Cyprus banks face meltdown as ECB ready to pull plug

Cyprus banks face meltdown as ECB ready to pull plug

The European Central Bank warned Thursday it was ready to pull the plug on emergency funding for Cyprus banks as the island's politicians scrambled to raise billions of euros to head off financial meltdown.

People wait in line to withdraw money from an ATM of a Laiki (Popular) Bank branch in the centre of the capital, Nicosia on March 21, 2013. The European Central Bank warned it was ready to pull the plug on emergency funding for Cyprus banks as the island's politicians scrambled to raise billions of euros to head off financial meltdown.

The ECB said Cyprus had until Monday to clinch a bailout deal or funds would be cut off, while an EU source warned that unless the island pushed a workable plan through parliament and overhauled its banking sector by Tuesday it risked being kicked out of the eurozone.

The government urged against panic while scrambling out a "Plan B" to resolve the chaos unleashed by an initial plan to tax bank accounts -- many of them Russian -- by 5.8 billion euros ($7.47 billion) to complement 10 billion euros in eurozone and IMF loans between now and 2016.

Part of the package, a government statement said, involves setting up a "solidarity investment fund," which media reported would nationalise provident funds, with bonds issued against future natural gas revenues.

Finance Minister Michalis Sarris, in Moscow seeking Russian help in bailing the island out of its financial mire, told the Cyprus News Agency (CNA) he is looking to persuade Moscow to invest in the solidarity fund.

No other details of Plan B were immediately available, but political leaders emerging from the meeting told reporters that a tax on bank deposits that sank an earlier deal had been ruled out completely.

CNA said the measure was likely to go before parliament on Thursday night after being considered by the cabinet.

With Cypriot banks in lockdown until next Tuesday, queues grew at cash dispensers on the island amid fears of an indefinite bank closure.

A European Union source said on Thursday that fears of a run on deposits when banks do reopen prompted the EU to urge Cyprus to place capital controls on the banks to avoid a financial collapse and an exit from the eurozone.

"Cypriot authorities have three things to do before Tuesday: Present a credible and viable plan B to replace the rescue rejected by parliament, install long-term controls on capital placed in the banks, and prepare to merge the two main banks in trouble," the senior European Union source said, adding that there was otherwise a risk of Cyprus having to leave the eurozone.

Orders have been placed to withdraw billions of euros as soon as business reopens on Tuesday, the source said.

The troika of lenders -- the EU, ECB and International Monetary Fund -- agreed to the 10-billion-euro bailout on Saturday on condition Cyprus raised the other 5.8 billion euros.

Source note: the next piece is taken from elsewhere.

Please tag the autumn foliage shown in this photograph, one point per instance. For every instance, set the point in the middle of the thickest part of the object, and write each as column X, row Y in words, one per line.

Lawmakers on Tuesday flatly rejected a highly unpopular measure that would have slapped a one-time levy of up to 9.9 percent on bank deposits as a condition for the loan, leaving the government scrambling to find other ways to raise cash to repay its debts.

Eurogroup head Jeroen Dijsselbloem warned in Brussels the crisis poses a "systemic risk" that threatens to ricochet through the eurozone.

In Moscow, Prime Minister Dmitry Medvedev slammed the European proposals to solve the Cyprus crisis as "absolutely absurd," further raising tension between Russia and the European Union.

Russians including wealthy tycoons hold between a third and half of all Cypriot deposits and are believed to have more than $30 billion in private and corporate cash in the island's banks.

Despite the large Russian holdings in Cyprus, the island's finance minister failed to make any progress in two days of Moscow talks to secure aid.

Sarris was to hold further meetings on Thursday although the prevailing mood offered little optimism and he stressed that a new loan from Russia was not on the table.

At the opening of a conference in Moscow with the head of the European Commission, Jose Manuel Barroso, Medvedev slammed the European strategy to bail out the near-bankrupt eurozone member.

"This scheme that is being discussed on Cyprus now looks absolutely absurd," Medvedev said.

"I think that in any case the Eurogroup could examine a future plan of regulating Cyprus with the participation of all the interested sides, including Russian structures."

Dijsselbloem said a fresh loan from Russia would be the wrong approach to take, as this would only pile up debt to an unsustainable level. The Cypriot banking model needs a total overhaul, he said.

Referring to "worries about the stability of the eurozone," Dijsselbloem said the "present situation (was) definitely a systemic risk -- the unrest of the last couple of days has proven this."